Bases: KVCacheParamInterface

Aggregates multiple KV cache parameter sets.

This class implements KVCacheParamInterface by aggregating multiple KVCacheParamInterface instances. Useful for models with multiple distinct KV caches (e.g., different cache configurations for different layers).

Parameters:

  • params (Sequence[KVCacheParams])
  • page_size (int)
  • data_parallel_degree (int)
  • n_devices (int)
  • kv_connector (KVConnectorType | None)
  • host_kvcache_swap_space_gb (float | None)
  • num_eagle_speculative_tokens (int)

bytes_per_block

property bytes_per_block: int

source

Total bytes per block across all KV caches.

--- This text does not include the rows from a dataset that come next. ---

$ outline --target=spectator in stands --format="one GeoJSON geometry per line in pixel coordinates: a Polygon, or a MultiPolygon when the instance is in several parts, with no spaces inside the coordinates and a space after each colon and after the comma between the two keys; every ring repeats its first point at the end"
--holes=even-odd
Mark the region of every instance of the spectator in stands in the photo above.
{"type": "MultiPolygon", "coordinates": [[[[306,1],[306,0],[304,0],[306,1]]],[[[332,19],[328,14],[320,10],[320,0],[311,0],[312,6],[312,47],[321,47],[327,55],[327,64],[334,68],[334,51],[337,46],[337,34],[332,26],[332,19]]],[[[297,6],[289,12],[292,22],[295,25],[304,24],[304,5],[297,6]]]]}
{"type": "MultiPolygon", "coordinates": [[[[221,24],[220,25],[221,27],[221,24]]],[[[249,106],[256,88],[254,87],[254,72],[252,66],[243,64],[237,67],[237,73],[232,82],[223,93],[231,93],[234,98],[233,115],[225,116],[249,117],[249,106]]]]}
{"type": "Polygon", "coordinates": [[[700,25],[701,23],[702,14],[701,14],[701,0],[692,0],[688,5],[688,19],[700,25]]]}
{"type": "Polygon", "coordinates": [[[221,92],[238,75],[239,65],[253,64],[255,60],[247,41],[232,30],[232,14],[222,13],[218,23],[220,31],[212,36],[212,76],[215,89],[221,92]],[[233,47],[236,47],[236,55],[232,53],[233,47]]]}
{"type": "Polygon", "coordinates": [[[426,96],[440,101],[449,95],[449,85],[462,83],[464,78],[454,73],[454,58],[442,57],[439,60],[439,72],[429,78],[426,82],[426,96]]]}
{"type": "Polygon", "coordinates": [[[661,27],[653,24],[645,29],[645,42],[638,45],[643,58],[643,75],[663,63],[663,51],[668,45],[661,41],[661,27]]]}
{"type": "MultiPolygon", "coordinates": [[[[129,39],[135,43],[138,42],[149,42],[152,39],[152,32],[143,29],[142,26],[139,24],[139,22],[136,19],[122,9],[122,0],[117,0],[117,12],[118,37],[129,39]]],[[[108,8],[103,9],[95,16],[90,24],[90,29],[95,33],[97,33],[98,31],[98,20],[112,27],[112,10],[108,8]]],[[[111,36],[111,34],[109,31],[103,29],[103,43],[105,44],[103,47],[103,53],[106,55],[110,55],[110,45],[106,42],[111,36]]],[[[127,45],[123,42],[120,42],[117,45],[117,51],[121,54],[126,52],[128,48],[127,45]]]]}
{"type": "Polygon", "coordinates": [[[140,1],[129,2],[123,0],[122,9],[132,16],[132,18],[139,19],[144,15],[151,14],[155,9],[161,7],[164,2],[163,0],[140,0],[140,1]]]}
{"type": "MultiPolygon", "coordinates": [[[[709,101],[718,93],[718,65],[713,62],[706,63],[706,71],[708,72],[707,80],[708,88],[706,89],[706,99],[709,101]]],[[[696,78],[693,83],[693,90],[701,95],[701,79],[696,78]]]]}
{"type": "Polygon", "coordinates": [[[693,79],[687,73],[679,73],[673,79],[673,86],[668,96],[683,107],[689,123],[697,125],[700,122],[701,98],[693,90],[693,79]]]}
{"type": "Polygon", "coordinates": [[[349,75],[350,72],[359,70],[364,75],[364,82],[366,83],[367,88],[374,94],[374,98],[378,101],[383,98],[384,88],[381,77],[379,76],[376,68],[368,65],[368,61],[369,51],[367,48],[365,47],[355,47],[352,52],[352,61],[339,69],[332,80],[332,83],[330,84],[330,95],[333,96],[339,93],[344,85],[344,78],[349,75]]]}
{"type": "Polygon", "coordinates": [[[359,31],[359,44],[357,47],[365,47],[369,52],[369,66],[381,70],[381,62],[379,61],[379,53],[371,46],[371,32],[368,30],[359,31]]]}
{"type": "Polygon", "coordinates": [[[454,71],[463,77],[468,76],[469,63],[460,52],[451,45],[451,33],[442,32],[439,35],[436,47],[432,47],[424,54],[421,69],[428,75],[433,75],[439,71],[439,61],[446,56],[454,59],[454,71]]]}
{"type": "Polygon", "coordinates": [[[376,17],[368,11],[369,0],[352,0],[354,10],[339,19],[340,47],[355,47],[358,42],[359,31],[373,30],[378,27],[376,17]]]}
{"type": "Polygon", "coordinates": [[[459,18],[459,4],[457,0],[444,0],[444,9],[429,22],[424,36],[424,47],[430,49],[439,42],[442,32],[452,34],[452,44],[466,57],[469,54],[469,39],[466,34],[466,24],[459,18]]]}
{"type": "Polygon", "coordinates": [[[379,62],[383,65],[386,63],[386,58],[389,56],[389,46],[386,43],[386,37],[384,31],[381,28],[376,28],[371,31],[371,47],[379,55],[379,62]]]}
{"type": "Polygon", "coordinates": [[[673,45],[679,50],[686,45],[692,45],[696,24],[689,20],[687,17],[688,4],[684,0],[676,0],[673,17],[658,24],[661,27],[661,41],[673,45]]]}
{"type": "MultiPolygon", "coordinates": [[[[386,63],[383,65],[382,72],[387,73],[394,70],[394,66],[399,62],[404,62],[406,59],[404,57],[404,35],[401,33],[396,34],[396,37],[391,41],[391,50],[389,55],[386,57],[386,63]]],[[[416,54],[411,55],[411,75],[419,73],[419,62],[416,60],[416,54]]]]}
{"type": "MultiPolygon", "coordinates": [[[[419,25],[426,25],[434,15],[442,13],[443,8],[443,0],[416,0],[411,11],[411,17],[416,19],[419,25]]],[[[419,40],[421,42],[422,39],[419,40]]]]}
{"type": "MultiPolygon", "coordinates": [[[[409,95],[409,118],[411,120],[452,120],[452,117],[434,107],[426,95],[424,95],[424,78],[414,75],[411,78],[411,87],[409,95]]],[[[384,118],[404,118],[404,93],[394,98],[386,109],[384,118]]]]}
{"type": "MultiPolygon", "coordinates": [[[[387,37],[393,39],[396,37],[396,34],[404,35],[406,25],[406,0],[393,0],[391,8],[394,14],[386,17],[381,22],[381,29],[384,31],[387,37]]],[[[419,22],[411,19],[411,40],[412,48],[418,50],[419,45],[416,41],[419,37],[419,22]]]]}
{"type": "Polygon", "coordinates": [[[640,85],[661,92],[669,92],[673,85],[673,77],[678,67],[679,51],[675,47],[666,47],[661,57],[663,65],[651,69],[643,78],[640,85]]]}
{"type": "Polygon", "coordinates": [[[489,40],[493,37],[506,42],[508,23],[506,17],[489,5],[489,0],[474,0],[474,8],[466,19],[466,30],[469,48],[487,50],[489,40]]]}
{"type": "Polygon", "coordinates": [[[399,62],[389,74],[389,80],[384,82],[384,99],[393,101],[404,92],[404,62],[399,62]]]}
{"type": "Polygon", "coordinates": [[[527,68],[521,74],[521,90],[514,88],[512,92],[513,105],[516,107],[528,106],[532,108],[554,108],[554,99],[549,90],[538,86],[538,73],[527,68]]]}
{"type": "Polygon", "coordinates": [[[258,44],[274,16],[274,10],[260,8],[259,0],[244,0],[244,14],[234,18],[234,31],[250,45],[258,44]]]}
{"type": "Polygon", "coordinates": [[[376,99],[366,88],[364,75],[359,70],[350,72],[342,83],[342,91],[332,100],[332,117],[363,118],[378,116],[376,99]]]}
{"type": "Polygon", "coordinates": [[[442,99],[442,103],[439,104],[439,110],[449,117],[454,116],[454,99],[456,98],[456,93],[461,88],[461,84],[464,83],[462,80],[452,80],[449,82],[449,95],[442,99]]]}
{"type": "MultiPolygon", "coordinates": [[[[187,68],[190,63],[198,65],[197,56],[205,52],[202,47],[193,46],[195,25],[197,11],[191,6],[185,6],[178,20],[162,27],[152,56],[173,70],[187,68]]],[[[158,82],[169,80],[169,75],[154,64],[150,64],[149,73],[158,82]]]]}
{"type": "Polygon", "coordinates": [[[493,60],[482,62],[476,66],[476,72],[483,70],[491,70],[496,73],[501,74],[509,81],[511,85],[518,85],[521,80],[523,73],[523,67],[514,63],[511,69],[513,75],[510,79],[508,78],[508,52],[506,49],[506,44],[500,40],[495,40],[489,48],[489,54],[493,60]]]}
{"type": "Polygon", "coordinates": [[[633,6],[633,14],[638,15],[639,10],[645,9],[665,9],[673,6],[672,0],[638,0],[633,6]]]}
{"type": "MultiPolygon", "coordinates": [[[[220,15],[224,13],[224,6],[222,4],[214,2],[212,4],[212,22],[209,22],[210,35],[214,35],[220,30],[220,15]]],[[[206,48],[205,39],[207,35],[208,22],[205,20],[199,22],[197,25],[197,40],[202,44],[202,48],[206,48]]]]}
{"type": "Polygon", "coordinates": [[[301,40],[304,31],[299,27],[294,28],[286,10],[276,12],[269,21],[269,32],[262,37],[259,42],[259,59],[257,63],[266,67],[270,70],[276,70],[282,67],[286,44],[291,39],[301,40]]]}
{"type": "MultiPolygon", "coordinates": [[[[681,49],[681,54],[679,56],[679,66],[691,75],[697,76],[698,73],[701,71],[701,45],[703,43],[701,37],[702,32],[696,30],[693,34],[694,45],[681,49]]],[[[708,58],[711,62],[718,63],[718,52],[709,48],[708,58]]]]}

Since all caches allocate memory for the same sequence, the total memory cost per block is the sum across all param sets.

data_parallel_degree

data_parallel_degree: int

source

from_params()

classmethod from_params(*params)

source

Creates a MultiKVCacheParams from one or more KVCacheParams.

Parameters:

params (KVCacheParams) – One or more KVCacheParams instances to aggregate. All params must share the same page_size, data_parallel_degree, n_devices, enable_kvcache_swapping_to_host, and host_kvcache_swap_space_gb values.

Returns:

A new MultiKVCacheParams aggregating all provided params.

Raises:

ValueError – If no params are provided.

Return type:

MultiKVCacheParams

get_symbolic_inputs()

get_symbolic_inputs(prefix='')

source

Returns the symbolic inputs for the KV cache.

Parameters:

prefix (str)

Return type:

KVCacheInputs[TensorType, BufferType]

host_kvcache_swap_space_gb

host_kvcache_swap_space_gb: float | None

source

kv_connector

kv_connector: KVConnectorType | None

source

n_devices

n_devices: int

source

num_eagle_speculative_tokens

num_eagle_speculative_tokens: int = 0

source

page_size

page_size: int

source

params

params: Sequence[KVCacheParams]

source

List of KV cache parameter sets to aggregate.